Woodstock à brasileira

Luiz Felipe Reis, Jornal do Brasil

DA REDAÇÃO - Enquanto o circunspecto e obstinado Roberto Medina organizava cada minúcia de sua mais nova fantasia a realização do maior festival de rock do mundo o assistente de ilustração Cid Castro sonhava tão alto quanto. Guardadas as devidas proporções, é claro, ele esboçava às escondidas a marca do evento, criação que de jeito algum seria feita por alguém com tão pouca experiência nos escritórios da Artplan Promoções. Sobre um fundo preto e um globo azulado, uma guitarra posicionada sobre a América do Sul e centrada no Brasil sintetizava o projeto. Vinte e cinco anos mais tarde, o autor da logomarca decide revisar sua história. Em primeira pessoa, narra com riqueza de detalhes, formas e cores episódios ainda obscuros por trás do primeiro Rock in Rio. Lançado pela editora Tinta Negra, Metendo o pé na lama descreve, com frescor, as sensações de quem viveu intensamente a euforia dos 10 dias seguidos de rock'n' roll, como também de alguém que acompanhou, no olho do furacão, toda a sua infernal produção.

Nada a ver com o rock

Numa prosa solta, escrachada e bem-humorada, o publicitário, que há 21 anos mora em Portugal, destrincha as dificuldades em conseguir patrocinadores para a loucura idealizada por Medina, revela os obstáculos de interesse político travados com o governo e conta os esforços para amainar os endiabrados egos e cachês, além das peculiares exigências dos astros internacionais.

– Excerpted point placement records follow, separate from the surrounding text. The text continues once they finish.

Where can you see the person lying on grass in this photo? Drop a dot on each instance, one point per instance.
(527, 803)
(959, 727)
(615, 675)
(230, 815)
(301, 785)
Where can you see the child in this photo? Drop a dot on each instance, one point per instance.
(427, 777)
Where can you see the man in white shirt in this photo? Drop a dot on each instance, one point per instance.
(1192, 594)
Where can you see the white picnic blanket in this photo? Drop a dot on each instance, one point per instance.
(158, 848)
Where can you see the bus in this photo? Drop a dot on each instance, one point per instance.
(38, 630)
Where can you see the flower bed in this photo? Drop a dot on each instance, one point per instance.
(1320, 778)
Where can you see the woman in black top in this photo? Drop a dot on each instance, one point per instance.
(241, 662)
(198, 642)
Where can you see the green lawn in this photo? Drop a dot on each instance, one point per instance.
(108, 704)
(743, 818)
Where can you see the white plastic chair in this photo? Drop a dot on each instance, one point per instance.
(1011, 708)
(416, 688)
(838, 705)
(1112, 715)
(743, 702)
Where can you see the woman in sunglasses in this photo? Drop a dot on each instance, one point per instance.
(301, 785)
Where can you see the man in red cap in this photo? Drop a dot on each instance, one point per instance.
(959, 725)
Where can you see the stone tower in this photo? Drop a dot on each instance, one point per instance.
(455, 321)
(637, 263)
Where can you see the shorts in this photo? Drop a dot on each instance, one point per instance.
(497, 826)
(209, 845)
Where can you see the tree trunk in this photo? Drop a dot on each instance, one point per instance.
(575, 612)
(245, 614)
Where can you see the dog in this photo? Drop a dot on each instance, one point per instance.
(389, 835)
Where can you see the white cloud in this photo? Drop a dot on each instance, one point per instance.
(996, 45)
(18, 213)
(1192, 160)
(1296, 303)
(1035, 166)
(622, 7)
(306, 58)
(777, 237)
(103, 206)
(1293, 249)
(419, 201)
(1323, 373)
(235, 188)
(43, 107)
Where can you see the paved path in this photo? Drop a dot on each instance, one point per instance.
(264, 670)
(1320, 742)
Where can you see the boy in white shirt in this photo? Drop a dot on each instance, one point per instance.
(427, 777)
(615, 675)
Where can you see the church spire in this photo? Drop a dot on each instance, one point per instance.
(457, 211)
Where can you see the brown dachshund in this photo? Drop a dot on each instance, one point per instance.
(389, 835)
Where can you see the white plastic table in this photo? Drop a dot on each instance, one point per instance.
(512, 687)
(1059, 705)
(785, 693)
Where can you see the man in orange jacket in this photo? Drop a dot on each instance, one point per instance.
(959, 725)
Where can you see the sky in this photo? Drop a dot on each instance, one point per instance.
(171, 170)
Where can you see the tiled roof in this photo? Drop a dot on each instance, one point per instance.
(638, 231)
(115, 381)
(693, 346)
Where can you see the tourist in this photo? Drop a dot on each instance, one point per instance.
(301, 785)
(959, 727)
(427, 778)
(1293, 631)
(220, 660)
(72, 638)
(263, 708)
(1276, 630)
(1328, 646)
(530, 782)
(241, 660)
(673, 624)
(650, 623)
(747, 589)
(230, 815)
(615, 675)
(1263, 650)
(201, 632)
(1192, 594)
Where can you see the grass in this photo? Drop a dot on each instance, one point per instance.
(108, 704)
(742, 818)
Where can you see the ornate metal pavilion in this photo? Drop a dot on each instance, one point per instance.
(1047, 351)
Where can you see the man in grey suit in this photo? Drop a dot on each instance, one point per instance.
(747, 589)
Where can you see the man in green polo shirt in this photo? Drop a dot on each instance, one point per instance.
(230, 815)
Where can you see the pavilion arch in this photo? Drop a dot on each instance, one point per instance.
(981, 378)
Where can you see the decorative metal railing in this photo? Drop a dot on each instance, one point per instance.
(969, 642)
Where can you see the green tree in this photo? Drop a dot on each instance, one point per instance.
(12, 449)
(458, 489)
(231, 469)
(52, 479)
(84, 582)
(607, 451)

O Medina sempre foi muito arrojado lembra Castro. Ele tinha trazido o Frank Sinatra, o Julio Iglesias, mas rock não tinha nada a ver com ele. Era um sujeito clássico, usava o cabelo para trás. Achavam que ele havia pirado, ou que era só um devaneio. Noventa por cento das pessoas eram contra. O festival ficou perto de não acontecer por muitas vezes. Tivemos muitos problemas. Acabou dando um grande prejuízo, mas foi um verdadeiro marco. A minha história serve para avivar a memória.

De volta à gênese do logotipo do RiR, o então ilustrador iniciante recorda-se que racionalmente, meter-se no trabalho do diretor de arte era uma furada. Mas emocionalmente ecoava outro recado: Vai fundo, bota para f...! , dizia para se encorajar. Começou a labutar paranoicamente. Comprou uma enciclopédia do rock, ilustrada com grandes fotos, rodou a vitrola com uma série de vinis, de Yes a Sex Pistols, e, no mesmo ritmo frenético das guitarras, o bloco de papel-manteiga se enchia de rabiscos. Após uma imersão em livros e uma ousada investida do então redator Nizan Guanaes, uma folha de papel foi arrancada do bloco, viajou pelo elevador e aterrissou na mesa de Roberto Medina.

Mandaram todos os diretores de arte pararem de trabalhar. O Medina me deu os parabéns e disse que eu havia encontrado o logo do Rock in Rio. Todo mundo queria me fuzilar lembra Castro.

Os tais bastidores mostram a banda de metal Whitesnake substituindo a doideira por sucos naturais e flexões, comandados por um personal trainer. Castro testemunhou o piti de Freddie Mercury, que alegava indisposição e se negava a entrar no palco, além de ter presenciado o sufoco da produção em percorrer, às pressas, os motéis da Barra e de Jacarepaguá para satisfazer a uma exigência de última hora de Rod Stewart: 70 toalhas brancas em seu camarim.

Stewart estava absolutamente antissocial, quase destruiu o estúdio usado para os ensaios. Foi um absurdo contornar tudo isso, mas completamente maravilhoso assistir, do palco, a magia desses artistas.